Back to the book. There is one section where Jennings rather hilariously describes what a geographer does, taking the form of a dinner party conversation. I won’t go into the detail, but it revolves around geography=maps. But what he says, in all seriousness, is that geography gives us the lens through which to view a number of disciplines, economics, sociology, demography, psychology, political science, meteorology, earth sciences, because it all comes back to someone having two feet firmly planted on the ground: place, and space. Or in more recent times, anchored somehow in a virtual geography
This made total sense to me. I am interested in all these things, have a smattering of an understanding of a lot of them. Sometimes just enough to be dangerous. Often it’s enough to sound convincing (and feel like you are skating on thin ice).

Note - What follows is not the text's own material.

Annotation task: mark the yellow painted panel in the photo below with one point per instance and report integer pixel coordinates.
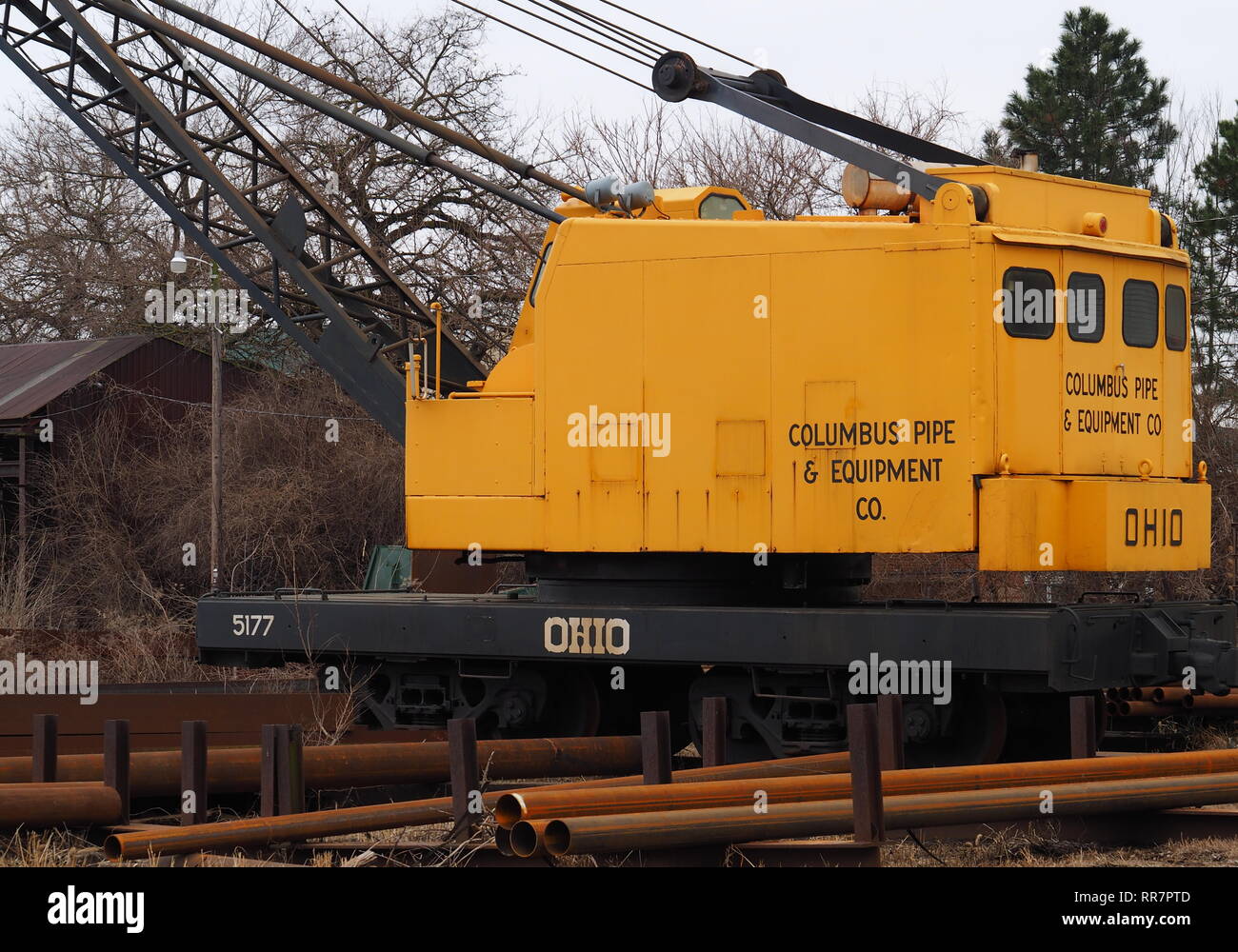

It made me realise why I think I am generally pretty good at what I do. (my daughter Amy thinks I am the best in the world. But she also thinks I could play AFL football, and are an amazing guitarist..ah the unconditional love!) Disasters are the intersection of all of these elements, all generally at once. I get the different elements of disaster management, not in a lot of detail, but enough to understand why they are important. It also means that people won’t necessarily pull the wool over my eyes either.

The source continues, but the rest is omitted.